Saturday morning is my bread shift, which I usually start at 8:30. There is a bread shift every morning so that we always have fresh bread. I make white bread because most other people make wheat bread. After lunch I have comptoil which entails collecting all of the full poop buckets from the composting toilets and replacing them with empty ones. It’s not near as gross as you might imagine. I then shower thoroughly, which is labor creditable. I then usually clean an elevator in the factory if we are in production.

Sundays:

Sundays I have no scheduled labor. Our community meetings are Sunday at 2 however, and are labor creditable. I attend almost all of them. Otherwise I usually take Sunday as a rest day, or catch up on things I didn’t have a chance to get to over the week.

I’ve also undertaken a few projects in my time here. The project I’m most proud of is also the most boring. Nut Butters had been losing potential customers due to not being certified by a third party food safety company. To become certified we need a Hazards Analysis and Control Points (HAACP) program and the foundation of a HAACP program are Standard Operating Procedures (SOPs). SOPs are essentially written out instructions for everything that gets done in the factory. Everything. And that was my job. I took notes left over from previous managers and wrote out an SOP for just about every job in the factory. What I didn’t do my friend Warren did. It was a lot of time in front of a computer and wasn’t the most fun. It was important though, and in the end we got a 99/100 on our inspection.

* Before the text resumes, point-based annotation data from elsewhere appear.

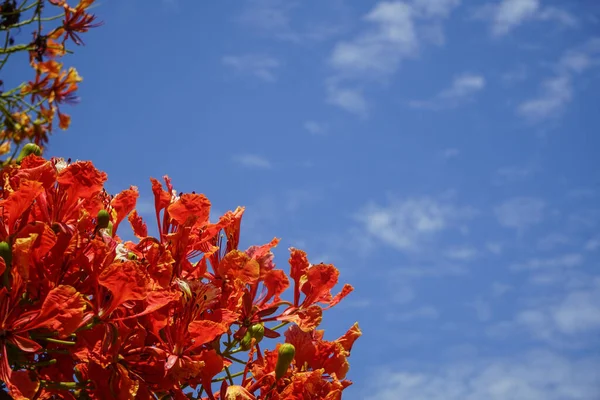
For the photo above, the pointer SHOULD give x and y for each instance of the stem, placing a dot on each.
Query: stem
(281, 325)
(57, 341)
(63, 385)
(227, 377)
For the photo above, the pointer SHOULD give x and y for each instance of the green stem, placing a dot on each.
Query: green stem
(227, 377)
(281, 325)
(58, 341)
(63, 385)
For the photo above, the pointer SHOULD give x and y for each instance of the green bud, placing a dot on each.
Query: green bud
(246, 341)
(286, 355)
(257, 331)
(6, 253)
(29, 148)
(103, 219)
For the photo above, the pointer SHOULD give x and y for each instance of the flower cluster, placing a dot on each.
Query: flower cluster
(27, 112)
(185, 314)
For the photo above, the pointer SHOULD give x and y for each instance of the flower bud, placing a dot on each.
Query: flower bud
(103, 219)
(6, 253)
(246, 341)
(29, 148)
(286, 355)
(257, 331)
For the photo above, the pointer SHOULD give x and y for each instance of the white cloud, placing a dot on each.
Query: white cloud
(394, 32)
(507, 15)
(274, 19)
(537, 375)
(514, 173)
(499, 288)
(511, 13)
(316, 128)
(259, 65)
(450, 153)
(379, 50)
(406, 224)
(437, 270)
(463, 87)
(494, 247)
(520, 212)
(252, 161)
(578, 312)
(461, 253)
(565, 261)
(552, 241)
(435, 8)
(556, 92)
(558, 15)
(350, 100)
(482, 308)
(592, 244)
(570, 319)
(423, 312)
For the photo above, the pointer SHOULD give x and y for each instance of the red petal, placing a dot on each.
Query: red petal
(21, 386)
(348, 338)
(126, 281)
(137, 224)
(18, 201)
(346, 290)
(238, 265)
(321, 279)
(82, 180)
(205, 331)
(25, 344)
(276, 282)
(306, 319)
(190, 205)
(34, 168)
(62, 311)
(123, 204)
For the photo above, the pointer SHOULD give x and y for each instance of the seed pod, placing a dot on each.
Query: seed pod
(286, 355)
(257, 331)
(103, 219)
(6, 253)
(29, 148)
(246, 341)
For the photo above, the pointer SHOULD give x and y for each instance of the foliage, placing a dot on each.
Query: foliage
(185, 314)
(29, 109)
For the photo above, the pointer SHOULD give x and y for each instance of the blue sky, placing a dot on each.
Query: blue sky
(441, 153)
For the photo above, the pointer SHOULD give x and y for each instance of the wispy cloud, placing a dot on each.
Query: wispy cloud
(407, 224)
(258, 65)
(557, 91)
(252, 161)
(450, 152)
(507, 15)
(563, 261)
(463, 87)
(535, 375)
(465, 253)
(394, 32)
(379, 50)
(555, 94)
(514, 173)
(274, 18)
(315, 128)
(422, 312)
(350, 100)
(520, 212)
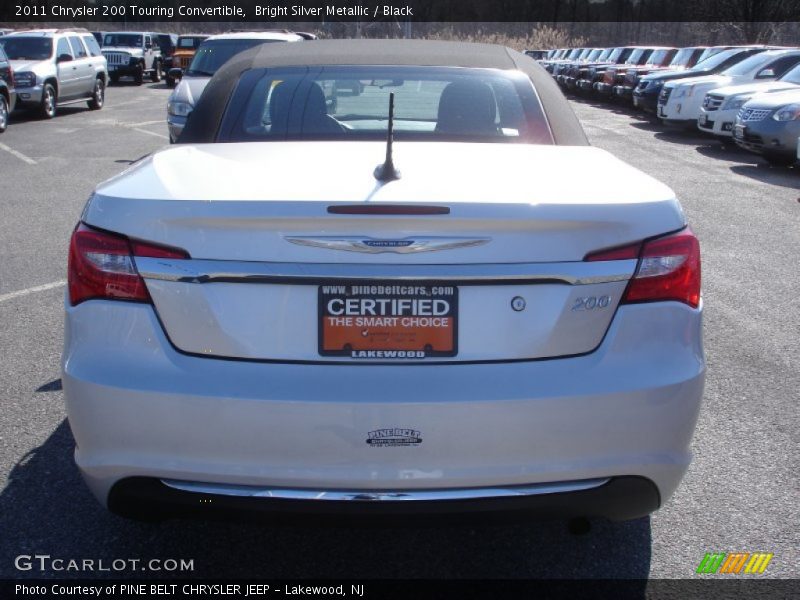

A less important but much more fun project was building shelving and drawers for our new walk-in pantry. Our old pantry was too small and too old, and so this spring Becky tore it down and built a much nicer new one. I undertook to build the storage spaces for it. Our kitchen managers told me what they would like – a wall of shelving and a wall of drawers – and left the rest up to me. I drew out a design, compiled a materials list, ordered materials, and with help turned my vision into reality. These shelves and drawers should serve East Wind for years to come.

As I mentioned in my last East Wind post, I had taken our nut butter onto Amazon. Since then I have sold over $38,000 of our product there, at about a 25% profit margin. In July of this year alone I sold $8k. Not a huge deal compared to our bottom line, but I’m still proud.

One thing that has been really nice is how much time my labor here affords me to work on my book. I have a number of jobs that have a good amount of down time to them, namely my cheese makes, my breadmaking, and my CP shifts, and these allow me to serve community while at the same time making progress on my book. One of the many perks of this lifestyle.

Something that might be of interest to you is how I view the turnover in membership here. While the bulk of people that were here when I got here are still here, there has been a fair amount of turnover in the last year and a half. However, by and large I think it has been really good for East Wind. In that time we’ve gained some great new members, and the vast majority of those who have left are what I would consider people I’d rather not live with. In general, I feel that East Wind has amazing momentum in the positive direction. Nut Butters just had it’s best year in years, we’re building two new buildings this year, and there are more and more badasses on the farm.

So life is good at East Wind. Again, no promises, but I might post some updates in the relatively near future; some writing I’ve done for my book.